ALBANY, N.Y. (CN) – Dealing a blow to musicians scrambling for royalties in the digital-music era, New York’s highest court sketched out defeat for an attempted class action by the duo behind the 1967 hit “Happy Together.”
The Turtles are one of many acts whose rights hinge on a patchwork of state laws and court decisions filling the void of federal laws that haven’t been updated in decades.
While sound recordings made after Feb. 15, 1972, are protected by the U.S. Copyright Act, the rights to digital audio transmission are governed by a law from 1995 – the Digital Performance Right in Sound Recordings Act (DPRA).
Turtles members Mark Volman and Howard Kaylan brought the lawsuit at hand against Sirius XM Radio in 2013.
They sued through their corporation, Flo & Eddie, and fared well. In 2014, a federal judge indicated that she would grant Flo & Eddie summary judgment on liability.
U.S. District Judge Colleen McMahon’s ruling was unprecedented – finding that New York affords a common-law right of public performance to protect copyright holders of pre-1972 sound recordings.
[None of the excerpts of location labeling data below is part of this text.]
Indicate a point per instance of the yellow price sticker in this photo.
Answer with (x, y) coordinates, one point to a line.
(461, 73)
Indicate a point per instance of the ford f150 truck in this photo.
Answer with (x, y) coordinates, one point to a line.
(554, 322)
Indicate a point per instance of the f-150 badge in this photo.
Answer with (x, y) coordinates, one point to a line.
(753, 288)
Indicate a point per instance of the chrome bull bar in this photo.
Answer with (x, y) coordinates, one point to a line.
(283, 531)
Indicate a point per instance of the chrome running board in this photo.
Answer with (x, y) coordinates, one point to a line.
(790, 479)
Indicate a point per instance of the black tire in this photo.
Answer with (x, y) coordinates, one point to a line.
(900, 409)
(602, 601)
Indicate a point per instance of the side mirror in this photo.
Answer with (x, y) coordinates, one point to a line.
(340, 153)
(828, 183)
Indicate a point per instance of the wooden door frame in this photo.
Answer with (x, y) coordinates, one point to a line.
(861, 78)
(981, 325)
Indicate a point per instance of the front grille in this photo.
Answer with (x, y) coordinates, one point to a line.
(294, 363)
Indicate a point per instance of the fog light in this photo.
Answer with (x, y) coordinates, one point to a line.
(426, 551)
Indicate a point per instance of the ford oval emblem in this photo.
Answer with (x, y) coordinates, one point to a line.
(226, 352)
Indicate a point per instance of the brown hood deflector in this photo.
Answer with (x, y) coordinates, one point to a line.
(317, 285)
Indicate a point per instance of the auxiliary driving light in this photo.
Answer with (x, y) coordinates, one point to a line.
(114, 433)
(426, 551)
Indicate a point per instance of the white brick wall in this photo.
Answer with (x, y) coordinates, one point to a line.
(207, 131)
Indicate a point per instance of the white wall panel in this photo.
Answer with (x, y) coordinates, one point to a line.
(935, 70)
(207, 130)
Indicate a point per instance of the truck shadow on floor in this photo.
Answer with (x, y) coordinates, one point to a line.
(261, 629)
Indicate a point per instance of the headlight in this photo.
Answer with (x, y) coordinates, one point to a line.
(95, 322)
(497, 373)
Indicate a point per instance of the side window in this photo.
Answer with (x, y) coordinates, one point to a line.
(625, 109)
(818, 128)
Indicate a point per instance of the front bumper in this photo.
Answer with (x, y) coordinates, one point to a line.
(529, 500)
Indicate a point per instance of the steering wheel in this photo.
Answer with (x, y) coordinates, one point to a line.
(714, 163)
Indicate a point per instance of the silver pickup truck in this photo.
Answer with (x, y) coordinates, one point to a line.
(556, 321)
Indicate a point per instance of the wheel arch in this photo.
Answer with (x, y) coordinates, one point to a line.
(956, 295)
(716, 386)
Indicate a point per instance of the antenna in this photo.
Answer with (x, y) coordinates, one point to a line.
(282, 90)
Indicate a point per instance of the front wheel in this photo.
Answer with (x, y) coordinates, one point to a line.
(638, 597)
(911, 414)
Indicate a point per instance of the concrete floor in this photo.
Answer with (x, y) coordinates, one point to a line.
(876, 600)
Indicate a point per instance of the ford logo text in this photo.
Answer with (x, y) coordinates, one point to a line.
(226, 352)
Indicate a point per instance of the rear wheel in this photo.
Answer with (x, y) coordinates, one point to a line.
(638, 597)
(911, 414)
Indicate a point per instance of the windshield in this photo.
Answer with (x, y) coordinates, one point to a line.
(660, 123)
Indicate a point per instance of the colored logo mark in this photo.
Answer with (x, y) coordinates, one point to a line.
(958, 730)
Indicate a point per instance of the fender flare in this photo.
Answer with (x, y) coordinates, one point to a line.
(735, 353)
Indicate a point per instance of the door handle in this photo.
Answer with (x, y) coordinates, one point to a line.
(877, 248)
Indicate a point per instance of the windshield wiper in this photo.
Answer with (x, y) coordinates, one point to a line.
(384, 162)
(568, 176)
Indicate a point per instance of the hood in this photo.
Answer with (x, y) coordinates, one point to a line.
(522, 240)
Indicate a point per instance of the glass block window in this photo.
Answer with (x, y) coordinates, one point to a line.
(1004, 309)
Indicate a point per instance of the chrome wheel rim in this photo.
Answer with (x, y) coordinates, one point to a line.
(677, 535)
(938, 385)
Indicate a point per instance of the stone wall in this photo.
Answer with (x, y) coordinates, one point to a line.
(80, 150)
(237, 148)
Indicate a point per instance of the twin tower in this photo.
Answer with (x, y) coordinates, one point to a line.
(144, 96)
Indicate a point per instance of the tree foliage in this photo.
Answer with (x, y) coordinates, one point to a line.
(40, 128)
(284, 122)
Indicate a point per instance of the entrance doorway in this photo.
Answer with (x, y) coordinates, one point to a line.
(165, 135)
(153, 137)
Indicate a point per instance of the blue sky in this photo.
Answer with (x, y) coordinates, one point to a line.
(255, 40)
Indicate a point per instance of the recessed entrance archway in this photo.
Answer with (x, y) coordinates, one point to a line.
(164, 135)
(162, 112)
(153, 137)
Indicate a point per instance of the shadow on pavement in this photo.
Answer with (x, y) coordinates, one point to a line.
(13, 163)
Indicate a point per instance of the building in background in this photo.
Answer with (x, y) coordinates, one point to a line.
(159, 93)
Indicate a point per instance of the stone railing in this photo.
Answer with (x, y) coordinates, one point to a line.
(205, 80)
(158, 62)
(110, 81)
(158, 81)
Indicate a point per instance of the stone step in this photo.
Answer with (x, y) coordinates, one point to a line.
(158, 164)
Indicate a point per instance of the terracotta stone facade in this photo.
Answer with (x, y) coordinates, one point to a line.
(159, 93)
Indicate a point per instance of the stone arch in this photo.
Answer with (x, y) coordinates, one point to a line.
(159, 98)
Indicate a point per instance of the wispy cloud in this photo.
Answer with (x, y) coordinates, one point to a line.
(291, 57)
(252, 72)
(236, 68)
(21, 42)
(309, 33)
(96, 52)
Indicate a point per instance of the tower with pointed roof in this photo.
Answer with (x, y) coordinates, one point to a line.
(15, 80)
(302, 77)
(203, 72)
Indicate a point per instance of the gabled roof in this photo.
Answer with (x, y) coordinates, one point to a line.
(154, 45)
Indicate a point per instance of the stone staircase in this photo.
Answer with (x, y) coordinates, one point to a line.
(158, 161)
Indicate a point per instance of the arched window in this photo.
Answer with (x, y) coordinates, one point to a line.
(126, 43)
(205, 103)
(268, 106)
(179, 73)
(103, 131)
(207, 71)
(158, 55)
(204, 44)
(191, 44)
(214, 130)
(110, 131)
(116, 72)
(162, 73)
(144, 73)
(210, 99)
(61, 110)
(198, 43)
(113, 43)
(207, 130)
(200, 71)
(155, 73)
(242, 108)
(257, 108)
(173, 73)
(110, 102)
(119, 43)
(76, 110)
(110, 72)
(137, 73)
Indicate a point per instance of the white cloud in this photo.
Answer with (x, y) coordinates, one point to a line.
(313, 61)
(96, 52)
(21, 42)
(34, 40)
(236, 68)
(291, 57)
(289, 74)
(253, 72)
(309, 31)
Sirius XM faced a hefty bill in connection to the judgment that its internal reproductions of pre-1972 recordings did not constitute fair use.
Rather than rule on the satellite radio’s giant’s appeal, however, the Second Circuit referred the matter to the state’s highest court, as the authority on New York law.
The Court of Appeals was divided on Tuesday in saying state copyright law recognizes no such right as the one McMahon found.
Just one pun emerges from the 13-page lead opinion, which calls it “illogical” to find new rights only now that the record companies and artists no longer enjoy a symbiotic relationship with radio stations.
The participants in the music industry “have co-existed for many years and, until now, were apparently ‘happy together,’” Judge Leslie Stein wrote for the majority.
“While changing technology may have rendered it more challenging for the record companies and performing artists to profit from the sale of recordings, these changes, alone, do not now warrant the precipitous creation of a common-law right that has not previously existed,” Stein added.
SiriusXM attorney Dan Petrocelli applauded the court’s decision. "It restores the law to the practice and consensus that have existed since the dawn of the radio and music industries,” Petrocelli said.
The Electronic Frontier Foundation, which filed an amicus brief in the case, also tweeted its appreciation of Tuesday's decision. "New York high court does copyright right, refuses to create new rights for old recordings,” the group said.
Stein emphasized in the ruling that the failure to enforce one rights does not waive them, but that the timeline here cannot be ignored.